返却本に挟まっていた押し花をラミネート加工した栞。その花は猛毒のトリカブトだった。堀川と松倉は、持ち主を探し始める。校舎裏でトリカブトが植えられていた痕跡を発見し、その場に瀬野という女生徒がいた。翌日、栞は自分のものだと告げた瀬野は、二人から栞を奪い燃やしてしまう。
人は常に他者の視線にさらされている。他者と一体化することで、自分の「個」としての特性を覆い隠し、その場の色に染まった自分に安心する。人の目が気になりだす思春期以降に顕著な行動様式だ。本作は、その成長過程にいる若者たちを鮮やかに描き出している。
堀川と松倉と瀬野の三人は、それぞれの理由で事件の真相と謎を追っていくが、瀬野は大小の嘘をとり混ぜたりするため、事の究明は一筋縄ではいかない。堀川と松倉の二人もまた、自分が拠って立つ規範や信条から、嘘を交え事実の隠蔽を図らなければならない。
嘘をつくというのは本質的には悪とみなされる行為だ。しかし、なぜ嘘をつかなければならなかったのかということを探ると、そこには嘘をついた当人しか理解し得ぬ心の動きがある。
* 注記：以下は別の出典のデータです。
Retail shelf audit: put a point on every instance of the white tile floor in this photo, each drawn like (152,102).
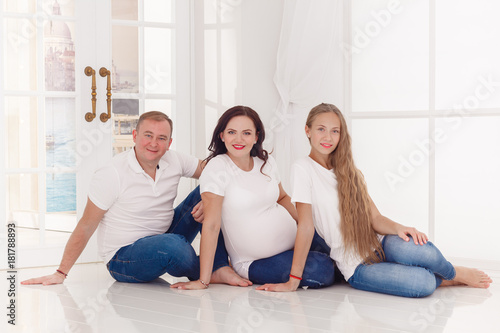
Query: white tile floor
(91,301)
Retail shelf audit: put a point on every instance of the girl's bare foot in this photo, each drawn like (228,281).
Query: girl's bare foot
(227,275)
(471,277)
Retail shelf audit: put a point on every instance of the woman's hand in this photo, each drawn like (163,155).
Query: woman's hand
(291,285)
(191,285)
(418,237)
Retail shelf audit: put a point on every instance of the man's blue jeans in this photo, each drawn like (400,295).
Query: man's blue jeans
(409,270)
(150,257)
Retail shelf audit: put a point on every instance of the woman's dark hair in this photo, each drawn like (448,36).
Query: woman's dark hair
(217,147)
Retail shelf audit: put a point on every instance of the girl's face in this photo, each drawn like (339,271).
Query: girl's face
(324,134)
(239,136)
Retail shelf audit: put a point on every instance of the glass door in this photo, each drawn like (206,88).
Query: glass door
(64,60)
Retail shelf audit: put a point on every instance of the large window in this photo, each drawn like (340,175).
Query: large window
(424,108)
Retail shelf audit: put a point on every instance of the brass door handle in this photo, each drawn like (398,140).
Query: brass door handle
(104,72)
(89,71)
嘘を通して生まれる新たな人間関係が素敵な青春ミステリ。

No.3 7点 sophia
(2023/05/16 23:58登録)
ネタバレあり

まず、前作と同じく連作短編集だと思って読み始めたら長編で不意を突かれました(笑)タイトルに偽りなく主要人物がみんな嘘を抱えており、その嘘が暴かれる度に真相に近付いていくという趣向がよかったです。ラストに明かされる配り手捜しの真の動機にも唸らされました。事件のスケールが大きくなった割に結局は身近な人間ばかりで固まっているところがご都合主義と言えばそうなのですけど。

No.2 5点 虫暮部
(2023/04/01 14:19登録)
 最低限の現実感を保持しようとして小さくまとまってしまった。それこそが狙いだと言われたらまぁ頷くしかない。リミッターを一つ二つ解除すれば小市民シリーズくらいにはなるだろうに。
 小ネタは効いている。on the road は “ドサ回り” じゃ。 

No.1 5点 文生
(2022/11/25 05:39登録)
図書委員シリーズ第2弾
ほろ苦い味の青春ミステリーとしてよくできているとは思うものの、古典部シリーズや小市民シリーズに比べると、キャラクター小説として突き抜けておらず、かといって『儚い羊たちの祝宴』などと肩を並べるほどのダークさもなくて中途半端な印象を受けました。
また、伏線回収などはさすがの上手さですが、ミステリー的にこれといった仕掛けもなく、青春ドラマとして琴線に触れるものもありませんでした。
良作の風格を感じさせる一方で、個人的には響かなかった作品です。